Mas a característica formal mais marcante de Memória de elefante é o ostensivo uso da linguagem metafórica, da prosopopéia, e da animalização de coisas e pessoas. A cidade é transfigurada metaforicamente, em um procedimento que já foi apontado (equivocadamente) como tributário do realismo mágico latino-americano. Alternam-se muitas metáforas visuais, algo absurdas, fruto de um estado de quase delírio. Assim, os óculos da arquivista do hospital “lhe aumentavam os olhos até às proporções de hirsutos insectos gigantescos cercados de enormes patas de pestanas”; os internos flutuam “na claridade das janelas como viajantes submarinos entre duas águas”; uma estante rotativa é um “pinheiro de metal adubado por um estrume de jornais de direita empilhados no chão”; e, na rua, os carros se movimentam lânguidos, “à maneira de grandes gatos ávidos, tripulados por senhores que envelheciam como as violetas murcham, numa doçura magoada”. O resultado é de pesadelo.
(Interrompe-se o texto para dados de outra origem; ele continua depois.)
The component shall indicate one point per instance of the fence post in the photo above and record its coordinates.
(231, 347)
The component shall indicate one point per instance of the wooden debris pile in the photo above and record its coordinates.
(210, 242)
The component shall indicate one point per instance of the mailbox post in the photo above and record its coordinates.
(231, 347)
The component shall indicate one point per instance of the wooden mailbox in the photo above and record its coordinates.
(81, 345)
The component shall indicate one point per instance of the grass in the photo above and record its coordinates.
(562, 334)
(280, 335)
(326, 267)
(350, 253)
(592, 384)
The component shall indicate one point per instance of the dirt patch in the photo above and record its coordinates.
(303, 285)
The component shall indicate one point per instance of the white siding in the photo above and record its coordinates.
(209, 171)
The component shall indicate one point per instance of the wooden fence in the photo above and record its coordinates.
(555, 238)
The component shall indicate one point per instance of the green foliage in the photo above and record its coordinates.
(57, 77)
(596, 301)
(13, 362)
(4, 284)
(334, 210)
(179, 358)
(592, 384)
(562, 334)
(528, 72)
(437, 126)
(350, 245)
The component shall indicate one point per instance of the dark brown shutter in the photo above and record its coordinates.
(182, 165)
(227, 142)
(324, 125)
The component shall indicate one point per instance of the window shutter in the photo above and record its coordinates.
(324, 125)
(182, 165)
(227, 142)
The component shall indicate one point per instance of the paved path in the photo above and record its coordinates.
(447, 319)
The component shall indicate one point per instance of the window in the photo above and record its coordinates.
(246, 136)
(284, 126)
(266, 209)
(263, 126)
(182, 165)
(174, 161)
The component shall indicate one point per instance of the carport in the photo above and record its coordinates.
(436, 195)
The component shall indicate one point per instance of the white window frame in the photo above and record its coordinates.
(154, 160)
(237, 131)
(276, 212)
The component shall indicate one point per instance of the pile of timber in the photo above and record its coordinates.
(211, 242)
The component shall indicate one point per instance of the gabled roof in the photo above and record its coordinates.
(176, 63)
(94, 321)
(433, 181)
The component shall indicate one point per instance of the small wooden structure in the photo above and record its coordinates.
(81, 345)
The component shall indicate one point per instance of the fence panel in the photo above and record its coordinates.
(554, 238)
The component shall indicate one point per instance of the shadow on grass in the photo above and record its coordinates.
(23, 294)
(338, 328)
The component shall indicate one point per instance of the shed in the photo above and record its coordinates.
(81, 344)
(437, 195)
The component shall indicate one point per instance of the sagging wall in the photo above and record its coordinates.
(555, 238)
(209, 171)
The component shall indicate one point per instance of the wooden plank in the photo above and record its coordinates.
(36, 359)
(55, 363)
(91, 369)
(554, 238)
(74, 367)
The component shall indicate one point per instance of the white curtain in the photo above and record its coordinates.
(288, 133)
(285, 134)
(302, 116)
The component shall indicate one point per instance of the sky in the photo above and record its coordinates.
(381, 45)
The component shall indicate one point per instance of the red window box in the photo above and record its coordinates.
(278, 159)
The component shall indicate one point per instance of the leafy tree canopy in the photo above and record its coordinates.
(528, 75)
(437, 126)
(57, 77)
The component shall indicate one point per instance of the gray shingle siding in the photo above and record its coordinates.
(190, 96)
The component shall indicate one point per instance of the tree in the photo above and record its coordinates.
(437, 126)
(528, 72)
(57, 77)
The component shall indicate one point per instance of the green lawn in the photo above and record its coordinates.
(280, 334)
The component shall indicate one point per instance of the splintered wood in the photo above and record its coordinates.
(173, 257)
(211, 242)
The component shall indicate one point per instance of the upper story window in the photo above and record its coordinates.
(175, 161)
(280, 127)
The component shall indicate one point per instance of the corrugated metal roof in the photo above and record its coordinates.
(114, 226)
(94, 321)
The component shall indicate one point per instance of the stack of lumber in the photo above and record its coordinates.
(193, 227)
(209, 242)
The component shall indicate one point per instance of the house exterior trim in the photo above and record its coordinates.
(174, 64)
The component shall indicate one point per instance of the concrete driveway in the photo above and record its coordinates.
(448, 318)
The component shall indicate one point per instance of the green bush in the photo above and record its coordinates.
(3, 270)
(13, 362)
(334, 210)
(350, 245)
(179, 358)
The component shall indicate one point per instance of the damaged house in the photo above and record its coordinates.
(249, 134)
O mundo do qual se está alheio se transforma, monstruosamente. Encadeiam-se idéias, imagens, em associações regidas pelo ritmo da memória, e que deixam entrever a angústia de não conseguir se comunicar, a assumida incapacidade em abandonar seu estado de isolamento interior, o adiamento constante de um novo início (que ainda é possível):

O psiquiatra desejou com desespero um esperanto que abolisse as distâncias exteriores e interiores que separam as pessoas, aparelho verbal capaz de abrir janelas de manhã nas fundas noites de cada criatura como certos poemas de Ezra Pound nos mostram de súbito os sótãos de nós mesmos num maravilhamento de revelação: a certeza de ter topado um companheiro de viagem em banco à primeira vista vazio e a alegria da partilha inesperada.

Talvez a saída seja mesmo escrever, apesar de tudo: não por acaso, no romance seguinte, Os cus de Judas, o protagonista assume a narrativa, em primeira pessoa. E foi assim com o próprio Lobo Antunes, que consolidou uma vasta produção literária, uma das mais originais dos últimos 30 anos.

Memória de elefante
António Lobo Antunes
Objetiva
198 págs.
António Lobo Antunes
Nasceu em Lisboa, em 1942. É psiquiatra e escritor, autor de cerca de 15 livros, entre eles Os cus de Judas, Boa tarde às coisas aqui de baixo e Esplendor de Portugal. Lutou em Angola, na Guerra Colonial Portuguesa, entre os anos de 1970 e 1973, fato que marcou profundamente a sua obra.
Gregório Dantas

Gregório Dantas é professor de literatura portuguesa da UFGD.